Habert led the 3rd Division at the Battle of Ordal on 13 September 1813. The 14th, 16th, and 117th Line each had two battalions in the fight. Suchet attacked the inadequately patrolled Anglo-Spanish positions in the night and administered a one-sided drubbing to his enemies. A late 1813 order of battle placed Habert in command of Suchet's 4th Division, counting 3,975 men in four battalions. As Napoleon drained Suchet's strength away in order to defend eastern France, the marshal was left with only 17,000 soldiers. Forced to abandon most of Catalonia, he installed Habert as governor of Barcelona. For his tenacious defense of that city in the face of a besieging army of 30,000 and a British naval squadron, Habert earned the sobriquet the Ajax of the Army of Catalonia. On 16 April 1814, Habert launched a sortie for the purpose of collecting food which resulted in 200 French casualties. When a spy reported news of Napoleon's abdication on 19 April, Habert made his soldiers swear allegiance to the now-deposed emperor. On 24 April, he refused to accept with the walls a French colonel bearing news of an armistice. The next day, when the Frenchman returned with a British naval officer to work out the details of the French evacuation of Barcelona, Habert raged against the colonel, calling him a "traitor", and had to be restrained by his staff. Habert only agreed to discuss terms of surrender on 27 April.
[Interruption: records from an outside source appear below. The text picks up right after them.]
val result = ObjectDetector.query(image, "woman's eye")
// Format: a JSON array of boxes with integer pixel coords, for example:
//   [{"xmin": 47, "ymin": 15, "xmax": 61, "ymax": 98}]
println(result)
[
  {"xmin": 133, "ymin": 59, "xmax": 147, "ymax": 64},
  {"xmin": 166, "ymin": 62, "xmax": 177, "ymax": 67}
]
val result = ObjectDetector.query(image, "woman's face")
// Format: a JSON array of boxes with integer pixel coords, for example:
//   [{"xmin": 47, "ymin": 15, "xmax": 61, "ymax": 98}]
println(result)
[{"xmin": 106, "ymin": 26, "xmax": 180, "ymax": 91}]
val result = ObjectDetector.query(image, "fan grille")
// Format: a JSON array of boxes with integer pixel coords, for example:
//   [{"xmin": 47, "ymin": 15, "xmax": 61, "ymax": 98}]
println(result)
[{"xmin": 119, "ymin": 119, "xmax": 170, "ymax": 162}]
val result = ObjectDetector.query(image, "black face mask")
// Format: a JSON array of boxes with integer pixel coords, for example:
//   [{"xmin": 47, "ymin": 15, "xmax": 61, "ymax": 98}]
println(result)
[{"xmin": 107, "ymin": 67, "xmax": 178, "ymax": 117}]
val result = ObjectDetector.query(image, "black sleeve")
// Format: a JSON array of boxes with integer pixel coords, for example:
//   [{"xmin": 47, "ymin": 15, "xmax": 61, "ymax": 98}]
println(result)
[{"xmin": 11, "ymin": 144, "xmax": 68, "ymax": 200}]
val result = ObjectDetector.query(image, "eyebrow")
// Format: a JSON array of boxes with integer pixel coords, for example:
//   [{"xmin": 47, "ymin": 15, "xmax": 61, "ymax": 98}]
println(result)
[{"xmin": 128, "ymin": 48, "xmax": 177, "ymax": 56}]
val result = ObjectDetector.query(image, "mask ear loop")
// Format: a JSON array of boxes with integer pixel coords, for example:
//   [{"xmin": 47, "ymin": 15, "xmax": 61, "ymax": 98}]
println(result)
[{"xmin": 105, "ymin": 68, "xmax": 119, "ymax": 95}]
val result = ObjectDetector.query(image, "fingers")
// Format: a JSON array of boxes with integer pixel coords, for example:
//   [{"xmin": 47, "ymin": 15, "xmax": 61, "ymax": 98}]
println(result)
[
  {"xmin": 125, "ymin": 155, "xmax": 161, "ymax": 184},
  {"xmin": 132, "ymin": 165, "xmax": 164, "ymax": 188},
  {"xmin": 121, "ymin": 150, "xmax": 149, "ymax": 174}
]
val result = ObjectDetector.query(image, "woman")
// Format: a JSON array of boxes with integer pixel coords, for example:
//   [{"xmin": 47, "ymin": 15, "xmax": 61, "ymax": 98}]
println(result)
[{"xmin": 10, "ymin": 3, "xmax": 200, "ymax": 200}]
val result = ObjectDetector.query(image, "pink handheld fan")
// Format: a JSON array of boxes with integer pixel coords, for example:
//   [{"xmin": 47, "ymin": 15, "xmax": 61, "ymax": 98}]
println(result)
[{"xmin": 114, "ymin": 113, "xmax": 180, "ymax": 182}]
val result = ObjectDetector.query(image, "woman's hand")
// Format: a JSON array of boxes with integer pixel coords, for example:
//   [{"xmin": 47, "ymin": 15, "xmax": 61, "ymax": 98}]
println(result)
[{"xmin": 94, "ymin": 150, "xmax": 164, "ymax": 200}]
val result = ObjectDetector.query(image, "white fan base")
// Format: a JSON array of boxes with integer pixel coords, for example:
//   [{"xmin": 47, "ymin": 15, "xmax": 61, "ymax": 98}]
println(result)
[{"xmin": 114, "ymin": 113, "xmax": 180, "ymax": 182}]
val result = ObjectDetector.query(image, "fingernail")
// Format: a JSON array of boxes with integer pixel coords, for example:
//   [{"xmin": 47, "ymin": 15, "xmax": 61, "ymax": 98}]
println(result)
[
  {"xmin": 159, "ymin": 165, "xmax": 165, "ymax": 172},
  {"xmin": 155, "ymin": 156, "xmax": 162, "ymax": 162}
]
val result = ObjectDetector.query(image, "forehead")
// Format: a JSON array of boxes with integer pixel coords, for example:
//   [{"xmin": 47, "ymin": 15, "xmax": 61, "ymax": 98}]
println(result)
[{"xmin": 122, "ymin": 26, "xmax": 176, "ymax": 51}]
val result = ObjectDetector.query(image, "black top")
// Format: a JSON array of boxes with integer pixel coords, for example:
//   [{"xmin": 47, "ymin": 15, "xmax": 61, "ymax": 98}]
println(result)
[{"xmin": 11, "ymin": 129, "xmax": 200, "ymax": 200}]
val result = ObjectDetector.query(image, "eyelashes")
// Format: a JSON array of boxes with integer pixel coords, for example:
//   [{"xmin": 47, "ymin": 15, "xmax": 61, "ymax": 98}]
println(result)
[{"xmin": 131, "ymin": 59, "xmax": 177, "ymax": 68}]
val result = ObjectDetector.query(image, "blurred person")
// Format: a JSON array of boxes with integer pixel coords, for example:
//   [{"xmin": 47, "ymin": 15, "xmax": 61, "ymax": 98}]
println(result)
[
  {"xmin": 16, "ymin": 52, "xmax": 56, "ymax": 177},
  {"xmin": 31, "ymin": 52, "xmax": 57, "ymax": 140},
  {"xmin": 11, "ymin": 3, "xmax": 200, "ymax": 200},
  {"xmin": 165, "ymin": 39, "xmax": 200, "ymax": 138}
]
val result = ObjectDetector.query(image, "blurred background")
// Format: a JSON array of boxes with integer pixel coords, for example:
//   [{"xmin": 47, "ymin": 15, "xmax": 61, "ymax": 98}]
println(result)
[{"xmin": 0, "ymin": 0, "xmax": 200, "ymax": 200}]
Habert became a grand officer of the Légion d'Honneur on 29 July 1814 after King Louis XVIII's restoration to power. After commanding the 2nd Division, he joined Napoleon during the Hundred Days and was appointed to lead the 10th Division in Dominique Vandamme's III Corps. The division included the 22nd, 34th, 70th, and 88th Line Infantry Regiments. At the Battle of Ligny on 16 June 1815, his division attacked the Prussians holding the village of Saint-Amand. His troops captured the place, lost it to a counterattack, and captured it again.

At the Battle of Wavre on 18 June, Vandamme, without waiting for orders from Marshal Emmanuel Grouchy, ordered Habert to attack the town. His troops quickly flushed the Prussian skirmishers out of Aisemont, south of the Dyle River. Habert launched a strong column of infantry at the main bridge, covered by two 12-pounder batteries, one on each side of the main road. The initial attempt failed, along with two more assaults. In the attack, Habert and 600 of his men were struck down by Prussian fire. Shot in the lower abdomen, he was placed in inactive status on 1 August 1815 though he was assigned to the general staff. He bought a home in Montréal, Yonne and moved there in 1817. He was still officially part of the general staff as late as 30 December 1818 and retired on 1 December 1824. He died of an unhealed war wound at his house in Montréal on 19 May 1825 and is buried nearby. HABERT is inscribed on Column 36 of the Arc de Triomphe.